As a counter example, This weekend I was working on a simple file format that had 3 fields. A revision counter (an integer), a title (a string), and a binary blob. I thought about using XML, but didn’t. Why? Because it would have taken more lines of code to read/write XML, than to just use text. I use XML formats all the time for other types of data. There is nothing better for quick-n-dirty hacks. I can use jscript/java/c#/etc to generate the data, and XSLT/etc to post-process it. What is important is that I pick a format that lets me get on with my work.

I had an interesting discussion with someone about Google’s trick to send the data as actual javascript code. I pointed out that script apps have used this trick for configuration for years. Every tweaked the startup scripts of any Unix machine? Data stored as code is not new.

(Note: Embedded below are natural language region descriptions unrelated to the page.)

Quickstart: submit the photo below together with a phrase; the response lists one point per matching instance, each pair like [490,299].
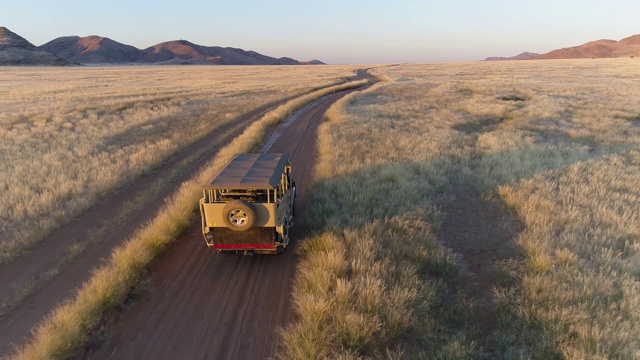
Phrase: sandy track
[36,282]
[203,305]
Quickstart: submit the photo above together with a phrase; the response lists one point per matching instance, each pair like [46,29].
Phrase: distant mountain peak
[10,39]
[603,48]
[96,49]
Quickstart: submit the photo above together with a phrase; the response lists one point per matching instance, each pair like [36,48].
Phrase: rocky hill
[627,47]
[15,50]
[523,56]
[183,50]
[92,50]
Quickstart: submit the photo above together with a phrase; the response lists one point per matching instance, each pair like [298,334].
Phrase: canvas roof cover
[250,171]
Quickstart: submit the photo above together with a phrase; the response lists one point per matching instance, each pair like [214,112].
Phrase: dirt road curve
[203,305]
[32,285]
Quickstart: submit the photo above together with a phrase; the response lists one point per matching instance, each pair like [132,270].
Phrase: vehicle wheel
[239,215]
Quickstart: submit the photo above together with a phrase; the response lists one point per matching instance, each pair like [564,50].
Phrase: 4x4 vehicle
[248,206]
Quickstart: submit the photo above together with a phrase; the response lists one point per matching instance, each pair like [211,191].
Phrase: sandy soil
[199,304]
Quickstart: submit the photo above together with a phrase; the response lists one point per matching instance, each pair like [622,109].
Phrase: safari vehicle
[248,206]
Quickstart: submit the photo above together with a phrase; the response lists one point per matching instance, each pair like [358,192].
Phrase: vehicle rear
[248,206]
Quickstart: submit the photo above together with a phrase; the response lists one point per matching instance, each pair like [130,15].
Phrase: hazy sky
[335,31]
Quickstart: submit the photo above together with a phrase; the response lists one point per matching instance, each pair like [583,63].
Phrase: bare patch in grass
[479,126]
[482,230]
[512,98]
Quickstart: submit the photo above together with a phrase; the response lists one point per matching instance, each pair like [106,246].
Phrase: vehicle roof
[250,171]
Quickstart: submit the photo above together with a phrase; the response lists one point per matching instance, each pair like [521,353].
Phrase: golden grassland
[72,135]
[66,329]
[557,142]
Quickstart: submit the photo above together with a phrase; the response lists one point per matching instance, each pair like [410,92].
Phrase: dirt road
[35,283]
[202,305]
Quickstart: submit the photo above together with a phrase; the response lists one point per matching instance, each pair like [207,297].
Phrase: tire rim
[238,217]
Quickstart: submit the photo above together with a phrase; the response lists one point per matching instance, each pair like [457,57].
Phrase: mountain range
[75,50]
[627,47]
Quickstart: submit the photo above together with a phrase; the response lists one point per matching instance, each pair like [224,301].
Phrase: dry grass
[66,329]
[557,141]
[70,136]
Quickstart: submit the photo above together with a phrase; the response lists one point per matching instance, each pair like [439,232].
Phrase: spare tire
[239,215]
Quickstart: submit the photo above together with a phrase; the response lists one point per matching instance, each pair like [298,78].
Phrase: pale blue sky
[356,31]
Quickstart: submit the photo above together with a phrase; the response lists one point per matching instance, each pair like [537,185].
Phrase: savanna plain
[461,210]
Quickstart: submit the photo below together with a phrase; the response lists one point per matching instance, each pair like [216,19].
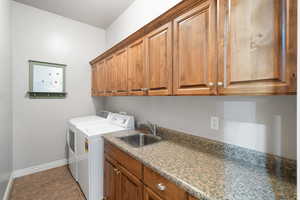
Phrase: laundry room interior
[148,100]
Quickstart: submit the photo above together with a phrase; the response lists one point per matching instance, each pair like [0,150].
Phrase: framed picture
[47,79]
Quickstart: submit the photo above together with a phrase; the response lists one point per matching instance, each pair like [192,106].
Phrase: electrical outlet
[214,123]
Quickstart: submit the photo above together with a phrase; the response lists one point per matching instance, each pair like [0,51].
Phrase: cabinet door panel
[94,80]
[149,195]
[101,77]
[109,181]
[130,186]
[136,67]
[121,71]
[194,51]
[110,73]
[159,60]
[253,57]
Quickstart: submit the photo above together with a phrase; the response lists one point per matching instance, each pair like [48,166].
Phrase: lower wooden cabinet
[119,184]
[130,187]
[149,195]
[127,179]
[110,180]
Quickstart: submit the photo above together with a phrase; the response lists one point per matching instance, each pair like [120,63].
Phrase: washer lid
[94,131]
[81,121]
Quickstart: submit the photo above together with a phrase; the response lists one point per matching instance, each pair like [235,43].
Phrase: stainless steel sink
[140,139]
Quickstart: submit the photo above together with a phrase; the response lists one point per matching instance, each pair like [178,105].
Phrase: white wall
[39,124]
[266,124]
[139,13]
[5,95]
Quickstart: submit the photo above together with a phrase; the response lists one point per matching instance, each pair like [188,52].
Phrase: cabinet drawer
[192,198]
[164,188]
[129,163]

There is some discussion (see Dare’s commentary) that having all these custom vocabularies is bad, because it limits the ability of automated tools to reason about the data. While that is true, that is completely ignoring reality. Ever sit down at a table with a number of experts in a field that you do not know? They may be speaking English, but that doesn’t mean you understand what they are talking about. If you try and force them to speak in laymen’s terms, the efficiency of the information exchange drops dramatically. Specific languages are sometimes necessary. Individual specialties within Math and Computer Science all have customized definitions of terms, that sometimes conflict. Each specialty evolved it’s terminology to enable efficient, unambiguous communication between specialists in that field. Custom grammars are a necessity for efficient communication. Language reduces to the least common denominator of the intended listenership. If an application expects generic tools to process it's data, then it should use a well known standard. If local efficiency (or development or data) is more important, then use custom formats.